《文选》哀伤诗中的哀伤情感流变

2015-03-17 08:05邹朝斌
关键词:诗体文选魏晋

摘 要: 《文选》诗体“哀伤”类所选都是魏晋南北朝时期作品。由于历史时代和审美意识的影响,哀伤意象大量进入魏晋南北朝时期文人的创作之中,但是由于每个朝代的写作背景又有所不同,这种哀伤所具有的特质也不尽相同。建安时期的哀伤带着慷慨进取的功业之心,正始名士所产生的则是无望的悲哀,两晋时期又出现从哀叹社会向哀叹人生的变化,至南北朝时期哀伤情绪逐渐淡化。

文献标志码:A

文章编号:1672-3910(2015)04-0047-05

DOI:10.15926/j.chki.hkdsk.2015.04.009

收稿日期: 2014-12-19

作者简介: 邹朝斌(1990—),男,湖南邵阳人,硕士生,主要从事先唐文学研究。

一、《文选》哀伤诗作品概说

南朝梁昭明太子萧统所编的《文选》是我国现存最早的诗文总集,其中收录从周至南朝梁共130余位作家的700余篇作品。《文选》流传甚广,以其为研究对象的文人学者不在少数,故从隋唐间的曹宪开始就形成了专门研究《文选》这部书的“《文选》学”。此书的产生对我国诗歌创作以及古代文学的发展都产生了极为深远的影响。《文选》的编纂遵循着“凡次文之体,各以汇聚。诗、赋体既不一,又以类分;类分之中,各以时代相次” [1]4的原则,在《文选》所归纳的37类文体中,诗体下的“哀伤”类共收录9 家13篇作品,即嵇康《忧愤诗》、曹植《七哀诗》、王粲《七哀诗》2首、张载《七哀诗》2首、潘岳《悼亡诗》3首、谢灵运《庐陵王墓下作》、颜延之《拜陵庙作》、谢緿《同谢咨议铜爵台》、任窻《出郡传舍哭范仆射》。与诗体中的哀伤类相同,《文选》赋体下也收有“哀伤”类作品共5家7篇,除司马相如《长门赋》为西汉作品,其余6篇都是魏晋南北朝时期的作品。可见,《文选》诗体、赋体哀伤类中的绝大部分作品产生于魏晋南北朝时期。

进一步考查发现,《文选》诗体其他类别的作品中也有很多包含哀伤情感的作品。
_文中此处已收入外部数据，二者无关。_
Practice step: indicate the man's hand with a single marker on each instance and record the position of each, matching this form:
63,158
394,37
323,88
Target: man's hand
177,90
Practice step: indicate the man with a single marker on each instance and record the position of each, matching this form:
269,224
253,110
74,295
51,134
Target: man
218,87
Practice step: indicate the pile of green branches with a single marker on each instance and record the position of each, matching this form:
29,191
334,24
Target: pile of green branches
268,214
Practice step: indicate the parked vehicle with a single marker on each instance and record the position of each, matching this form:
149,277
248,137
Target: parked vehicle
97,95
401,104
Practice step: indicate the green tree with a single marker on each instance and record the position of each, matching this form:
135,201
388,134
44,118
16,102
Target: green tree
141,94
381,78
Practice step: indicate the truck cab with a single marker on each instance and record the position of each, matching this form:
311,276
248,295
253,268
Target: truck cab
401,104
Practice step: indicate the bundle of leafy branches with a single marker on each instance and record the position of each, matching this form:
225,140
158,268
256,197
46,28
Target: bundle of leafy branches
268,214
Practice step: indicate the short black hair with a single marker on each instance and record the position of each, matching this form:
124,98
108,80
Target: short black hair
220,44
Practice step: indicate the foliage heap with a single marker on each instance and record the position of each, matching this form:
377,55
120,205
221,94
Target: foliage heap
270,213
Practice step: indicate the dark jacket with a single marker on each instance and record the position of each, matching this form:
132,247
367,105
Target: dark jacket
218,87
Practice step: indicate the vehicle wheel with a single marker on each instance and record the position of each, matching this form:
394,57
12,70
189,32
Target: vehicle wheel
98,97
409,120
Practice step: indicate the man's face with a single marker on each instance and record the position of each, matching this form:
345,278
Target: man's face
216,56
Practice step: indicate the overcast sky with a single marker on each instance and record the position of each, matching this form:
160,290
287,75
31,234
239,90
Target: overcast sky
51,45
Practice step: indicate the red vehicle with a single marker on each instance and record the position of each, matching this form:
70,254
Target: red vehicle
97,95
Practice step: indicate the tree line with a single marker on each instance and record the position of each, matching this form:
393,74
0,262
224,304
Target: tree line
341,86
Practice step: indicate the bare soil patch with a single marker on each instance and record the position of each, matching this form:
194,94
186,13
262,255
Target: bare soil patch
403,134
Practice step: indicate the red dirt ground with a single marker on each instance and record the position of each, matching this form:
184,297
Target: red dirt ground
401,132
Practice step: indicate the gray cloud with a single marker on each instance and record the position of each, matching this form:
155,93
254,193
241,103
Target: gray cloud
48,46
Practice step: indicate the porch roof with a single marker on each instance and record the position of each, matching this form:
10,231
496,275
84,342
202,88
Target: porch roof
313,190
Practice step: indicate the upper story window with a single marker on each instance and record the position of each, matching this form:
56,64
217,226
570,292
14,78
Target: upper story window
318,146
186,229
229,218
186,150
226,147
诸如“祖饯”“挽歌”等,从类目名称就能感受到或多或少的哀伤之情;又如“咏怀”“咏史”“行旅”“赠答”等类别中也有大量诗作关涉哀伤主题。胡大雷先生《文选诗研究》第14章所述,“祖饯类收曹植《送应氏》二首”,“咏史类收王粲《咏史》与曹植《三良》”,“咏怀类有欧阳建《临终诗》”;“杂拟类有江淹所作《潘黄门述哀》” [2]245-246,作者均处于魏晋南北朝时期。当然,《文选》诗体中表现出哀伤之情的作品不仅仅于此,据笔者粗略统计,除开哀伤类作品所收与胡大雷先生所述这些作品,《文选》诗体中其他关于哀伤主题的诗作大部分产生于汉末魏晋南北朝时期毋庸置疑。

二、魏晋南北朝哀伤思潮

《文选》的选文是“略其芜秽,集其清英” [1]3。从其所选蕴含哀伤情感的诗歌大部分集中于汉末魏晋南北朝时期可以得出一个大致的结论,即这一时期已产生了大量哀伤主题的诗歌。同时代钟嵘《诗品序》所言:“至于楚臣去境,汉妾辞宫,或骨横朔野,魂逐飞蓬;或负戈外戍,杀气雄边;塞客衣单,孀闺泪尽;或士有解佩出朝,一去忘返;女有扬蛾入宠,再盼倾国;凡斯种种,感荡心灵,非陈诗何以展其义?非长歌何以骋其情?” [3]在钟嵘总结的以诗歌“感荡心灵”的种种情景中,除“扬蛾入宠,再盼倾国”之外,其余都多多少少有哀伤的情感在其中。大量哀怨悲伤的情感不仅仅存在于诗歌当中,其他诸如赋、文等文学体裁也不例外,以至于梁元帝萧绎在《金楼子·立言》中说“吟咏风谣,流连哀思者谓之文” [4]。把“流连哀思”作为成文的一个标准,表明这个时期以悲为美的感伤主义文学已成主流。再从这段时期与文学密切相关的音乐这一艺术体裁来看,嵇康《琴赋序》有云:“称其才干,则以危苦为上;赋其声音,则以悲哀为主;美其感化,则以垂涕为贵。” [1]332-333可见在音乐上亦存在着相同的现象。这说明,汉末魏晋南北朝时期的文学艺术都存在着非常多表现生离死别和生命迁逝的哀伤情感,而且形成了以悲为美的审美心理和感伤主义的文学潮流。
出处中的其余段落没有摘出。